После стольких лет лежания на боку хоть какие-то доски и брусья в его деревянном теле просто обязаны были сдвинуться. Насколько Брэшен мог сам убедиться, корпус выглядел не слишком потрепанным, но что-то можно будет утверждать наверняка только после того, как его приподнимут. Вот тогда-то, когда его спустят и он снова окажется в свободном плавании – а Брэшен только молился, чтобы его плавание вправду оказалось свободным, – вот тогда-то и начнется основная работа. Весь корпус придется выправлять, потом заново конопатить. Затем устанавливать новые мачты… Брэшен заставил себя прервать цепь размышлений. Не стоит предаваться таким отдаленным мечтам, не то, того и гляди, настоящее покажется уже вовсе невыносимым. Только сегодняшний день и только одно дело, насущное в данный момент, с большим его бедная больная голова не в состоянии была совладать.

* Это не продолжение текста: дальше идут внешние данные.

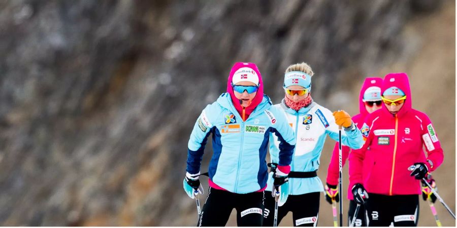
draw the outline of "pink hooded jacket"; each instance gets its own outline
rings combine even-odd
[[[362,84],[362,89],[360,90],[360,94],[358,95],[358,109],[360,112],[352,117],[352,121],[357,127],[360,129],[362,125],[364,124],[364,120],[365,117],[368,116],[368,111],[365,108],[365,104],[362,100],[364,99],[364,94],[367,89],[372,86],[376,86],[381,88],[382,84],[382,79],[380,78],[367,78]],[[362,132],[363,133],[363,132]],[[365,139],[365,138],[364,138]],[[327,182],[332,185],[337,185],[338,184],[338,178],[339,177],[339,143],[337,142],[335,143],[335,147],[333,148],[333,153],[332,154],[332,158],[330,160],[330,164],[329,165],[329,169],[327,172]],[[343,167],[344,167],[344,164],[346,163],[346,159],[349,156],[349,151],[351,148],[349,146],[343,145],[342,147],[342,162]],[[369,158],[366,158],[364,163],[369,162]],[[365,173],[366,171],[364,170],[363,173]],[[350,200],[353,200],[353,196],[351,193],[351,189],[352,188],[353,183],[349,183],[348,185],[348,194],[347,198]]]
[[[258,77],[258,89],[257,90],[257,93],[255,94],[255,96],[254,97],[254,99],[252,100],[252,101],[249,105],[246,107],[243,107],[241,106],[240,100],[235,97],[235,93],[234,93],[233,92],[233,87],[232,86],[232,81],[233,79],[234,74],[237,70],[242,67],[249,67],[255,71],[255,73]],[[227,92],[230,94],[230,97],[232,98],[232,102],[233,103],[233,105],[235,109],[237,109],[237,111],[238,111],[238,113],[240,113],[240,116],[243,118],[243,121],[246,121],[246,120],[249,117],[249,115],[252,113],[252,111],[253,111],[258,104],[262,101],[262,99],[264,98],[264,83],[262,81],[262,74],[260,74],[260,71],[259,71],[258,68],[257,67],[257,65],[254,63],[250,62],[239,62],[236,63],[232,67],[232,70],[230,70],[230,74],[229,74],[228,79],[227,81]],[[243,110],[244,111],[244,114]],[[278,166],[278,169],[286,174],[289,173],[290,171],[290,166]],[[223,188],[218,186],[217,184],[216,184],[211,181],[210,179],[208,179],[208,183],[209,185],[213,188],[219,190],[226,191]],[[267,185],[266,185],[263,188],[257,192],[263,192],[266,187]]]
[[[349,181],[364,185],[369,193],[384,195],[419,195],[420,182],[410,176],[408,168],[422,162],[431,172],[443,162],[443,149],[430,119],[411,108],[411,90],[405,73],[385,75],[381,94],[395,86],[406,95],[403,107],[391,114],[385,104],[370,115],[362,130],[368,132],[364,146],[353,150],[349,156]],[[433,166],[423,155],[425,147]],[[368,149],[369,147],[370,149]],[[368,156],[372,162],[364,162]],[[366,171],[365,171],[366,170]]]
[[[244,115],[243,114],[243,107],[241,106],[240,103],[240,100],[238,100],[235,97],[233,92],[233,87],[232,87],[232,80],[233,79],[234,74],[237,70],[242,67],[249,67],[253,69],[258,77],[258,89],[257,90],[257,94],[255,94],[255,96],[254,97],[254,99],[252,100],[251,104],[247,107],[244,108]],[[249,117],[249,115],[252,113],[252,111],[255,109],[257,105],[262,101],[262,99],[264,98],[264,83],[262,82],[262,76],[260,74],[260,71],[258,71],[257,66],[255,64],[250,62],[237,62],[235,63],[233,67],[232,67],[232,70],[230,70],[230,74],[228,75],[228,80],[227,81],[227,92],[230,94],[232,102],[233,103],[233,105],[235,106],[235,109],[237,109],[237,111],[238,111],[240,116],[243,118],[243,120],[245,121]]]

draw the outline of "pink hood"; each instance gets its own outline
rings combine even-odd
[[[405,95],[406,95],[406,100],[405,101],[403,106],[397,114],[397,117],[400,117],[411,109],[411,88],[409,87],[408,75],[406,73],[391,73],[386,74],[384,78],[382,86],[381,87],[381,94],[382,94],[386,89],[393,86],[398,87],[399,89],[403,90]],[[390,114],[390,116],[394,117],[385,104],[383,104],[382,109],[382,111],[384,112],[384,113]]]
[[[362,100],[364,99],[364,94],[367,89],[372,86],[377,86],[381,88],[382,86],[382,79],[381,78],[367,78],[362,84],[362,89],[360,89],[360,94],[358,95],[358,109],[360,110],[360,114],[362,116],[362,121],[365,117],[369,114],[368,111],[365,108],[365,104]],[[362,126],[360,126],[362,127]]]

Он рассеянно провел языком изнутри по нижней губе, разыскивая отсутствовавший там кусочек циндина. И, как обычно в последнее время, обнаружил лишь заживающие рубцы от причиненных зельем ожогов. Да, они заживали, даже самые глубокие язвы. Похоже, его тело отвыкало от дурмана гораздо быстрей, чем душа. Тоска по циндину сидела внутри, точно нестерпимая жажда. Два дня назад он проявил слабость – отдал серьгу из уха за палочку бодрящей отравы. И теперь весьма об этом жалел. Мало того что он несколько сдал завоеванные было позиции, так еще и циндин оказался сущее барахло – не столько радовал душу, сколько дразнил. И все же – будь у Брэшена за этой самой душой хоть одна несчастненькая монетка, он не смог бы противостоять искушению. Но все деньги, находившиеся ныне в его распоряжении, пребывали в мешочке, что доверила ему Роника Вестрит. Прошлой ночью Брэшен проснулся, обливаясь ледяным потом, с колотящимся сердцем. И просидел до рассвета, растирая сведенные судорогами кисти рук и ступни, поглядывая на сильно отощавший мешочек и гадая про себя, насколько преступно было бы «позаимствовать» оттуда несколько монеток на благое дело на то, чтобы привести себя в порядок. Право же, циндин помог бы ему дольше сохранять деятельную энергию, необходимую для работы… На рассвете он развязал мешочек и пересчитал оставшиеся деньги. Высыпал их обратно и отправился на камбуз, чтобы заварить и выпить еще одну кружку цветочного чая.